Marco Bernardini said:


> Tired of hearing the famous phrase «You're using a $4000 machine to make $10 parts!»?
> Explain them there is people buying a reel like this (which also requires a $20,000 boat!) to get $5 worth of fish…
> BTW, I think a good machinist wouldn't find too difficult to make such a reel for a lot less.



You know what really ticks me off? The people who live in $100,000+ homes! Back in my day, a hut made out of sticks and wattle was good enough. These days people want everything handed to them, on a silver plate no less. Don't get me started on grocery stores. Why when I was a boy, we rolled over a rotten log and plucked out a handful of grubs if we got hungry. And now everyone wants medical care! What's wrong with wrapping a sucking chest wound with a bit of filthy cloth like the good lord intended? If the sight of a little oozing pus is too much for you, then go back to hiding under your mother's skirts (or fur leggings) is what I say.

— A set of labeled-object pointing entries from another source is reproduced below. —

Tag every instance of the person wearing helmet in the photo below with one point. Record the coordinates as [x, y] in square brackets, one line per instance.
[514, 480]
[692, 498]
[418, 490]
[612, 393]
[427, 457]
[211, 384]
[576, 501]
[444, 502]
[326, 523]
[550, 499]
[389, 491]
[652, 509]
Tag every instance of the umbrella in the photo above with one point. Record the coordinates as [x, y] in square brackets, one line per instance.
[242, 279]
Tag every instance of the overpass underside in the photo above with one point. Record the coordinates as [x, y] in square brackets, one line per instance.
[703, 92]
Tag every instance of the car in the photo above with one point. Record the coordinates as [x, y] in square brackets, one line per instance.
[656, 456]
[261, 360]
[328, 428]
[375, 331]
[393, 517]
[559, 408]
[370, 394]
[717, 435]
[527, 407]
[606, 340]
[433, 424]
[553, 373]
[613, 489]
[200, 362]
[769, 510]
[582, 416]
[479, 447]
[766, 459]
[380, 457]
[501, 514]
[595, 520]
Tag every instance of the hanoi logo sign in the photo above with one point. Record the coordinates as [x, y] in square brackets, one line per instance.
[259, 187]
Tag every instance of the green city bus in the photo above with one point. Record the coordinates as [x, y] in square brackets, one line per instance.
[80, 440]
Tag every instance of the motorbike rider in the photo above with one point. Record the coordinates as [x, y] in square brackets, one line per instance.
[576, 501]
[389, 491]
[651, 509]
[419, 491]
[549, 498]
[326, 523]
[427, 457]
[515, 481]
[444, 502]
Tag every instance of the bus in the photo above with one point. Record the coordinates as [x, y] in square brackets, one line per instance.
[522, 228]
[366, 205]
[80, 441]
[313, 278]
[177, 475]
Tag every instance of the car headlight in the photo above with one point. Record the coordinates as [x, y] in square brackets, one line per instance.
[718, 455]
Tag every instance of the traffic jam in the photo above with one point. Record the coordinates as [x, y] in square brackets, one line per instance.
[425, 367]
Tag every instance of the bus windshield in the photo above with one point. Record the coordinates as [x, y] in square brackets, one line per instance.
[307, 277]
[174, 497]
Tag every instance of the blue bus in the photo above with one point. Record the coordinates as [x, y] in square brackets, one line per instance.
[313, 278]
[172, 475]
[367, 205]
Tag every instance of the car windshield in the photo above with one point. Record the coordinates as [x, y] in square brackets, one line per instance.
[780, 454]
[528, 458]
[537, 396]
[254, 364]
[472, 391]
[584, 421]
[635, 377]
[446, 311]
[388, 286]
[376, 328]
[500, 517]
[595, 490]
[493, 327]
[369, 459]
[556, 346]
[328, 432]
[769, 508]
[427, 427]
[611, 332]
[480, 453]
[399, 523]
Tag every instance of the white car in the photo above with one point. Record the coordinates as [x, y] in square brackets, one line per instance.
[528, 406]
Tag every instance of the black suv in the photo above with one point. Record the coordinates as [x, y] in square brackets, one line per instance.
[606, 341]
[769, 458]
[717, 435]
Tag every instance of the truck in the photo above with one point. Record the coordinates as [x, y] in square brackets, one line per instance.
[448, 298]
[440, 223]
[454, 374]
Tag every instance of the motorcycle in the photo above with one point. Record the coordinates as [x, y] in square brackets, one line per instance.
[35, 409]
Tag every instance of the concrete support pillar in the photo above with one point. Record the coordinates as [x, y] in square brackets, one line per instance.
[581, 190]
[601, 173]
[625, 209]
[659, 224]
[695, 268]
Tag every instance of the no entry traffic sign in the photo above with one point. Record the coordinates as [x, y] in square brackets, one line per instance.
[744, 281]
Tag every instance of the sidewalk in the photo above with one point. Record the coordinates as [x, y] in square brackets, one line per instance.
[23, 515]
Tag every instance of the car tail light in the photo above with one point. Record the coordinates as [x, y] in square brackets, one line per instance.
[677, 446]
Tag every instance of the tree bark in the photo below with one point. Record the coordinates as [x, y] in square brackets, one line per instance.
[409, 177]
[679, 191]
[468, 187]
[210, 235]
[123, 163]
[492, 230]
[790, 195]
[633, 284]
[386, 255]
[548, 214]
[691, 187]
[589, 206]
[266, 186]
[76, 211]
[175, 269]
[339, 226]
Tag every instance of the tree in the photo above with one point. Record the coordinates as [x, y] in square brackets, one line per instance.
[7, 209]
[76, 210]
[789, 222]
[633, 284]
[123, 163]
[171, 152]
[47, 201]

There's just no pleasing some folks.

Walt


----------



## TOOLMASTER (Jun 22, 2014)

A house less than 100,000...a shoebox?


----------



## george wilson (Jun 22, 2014)

What???? YOU had sticks?????


----------



## Ray C (Jun 22, 2014)

george wilson said:


> What???? YOU had sticks?????




Ever since the advent of the flush toilet, I never understood the need for kitchen and bathroom sinks...   Sheesh, everybody needs to be so fancy these days...  


Ray


----------



## samthedog (Jun 22, 2014)

You were lucky. We lived for three months in a paper bag in a septic tank. We used to have to get up at six in the morning, clean the paper bag, eat a crust of stale bread, go to work down at the mill, fourteen hours a day, week-in week-out, for sixpence a week, and when we got home our Dad would thrash us to sleep with his belt :lmao:

Monty Python anyone?

I don't get people commenting on my machining hobby. That's because I never pretend it is more than it is. If you tell people it is a side job or justify it as a money saver, then most times you _*are*_ kidding yourself. The beauty of it being a hobby is that it costs money and time by its very definition. A hobby needs no justification to anyone (except maybe your wife).

Paul.


----------



## zmotorsports (Jun 22, 2014)

I hear it all the time from co-workers, friends and family.  They can't believe I have so much tied up in tools just to do more work and buy more tools.

I simply tell them that if I had to explain, they wouldn't understand it anyway and leave it at that.

Mike.


----------



## Shadowdog500 (Jun 22, 2014)

Who is complaining about the cost if your equipment? 


Btw, the people who use the reel you showed are probably riding in million dollar boats. And are catching fish that are worth big money as well.

chris


----------



## Marco Bernardini (Jun 22, 2014)

Shadowdog500 said:


> Who is complaining about the cost if your equipment?
> 
> 
> Btw, the people who use the reel you showed are probably riding in million dollar boats. And are catching fish that are worth big money as well.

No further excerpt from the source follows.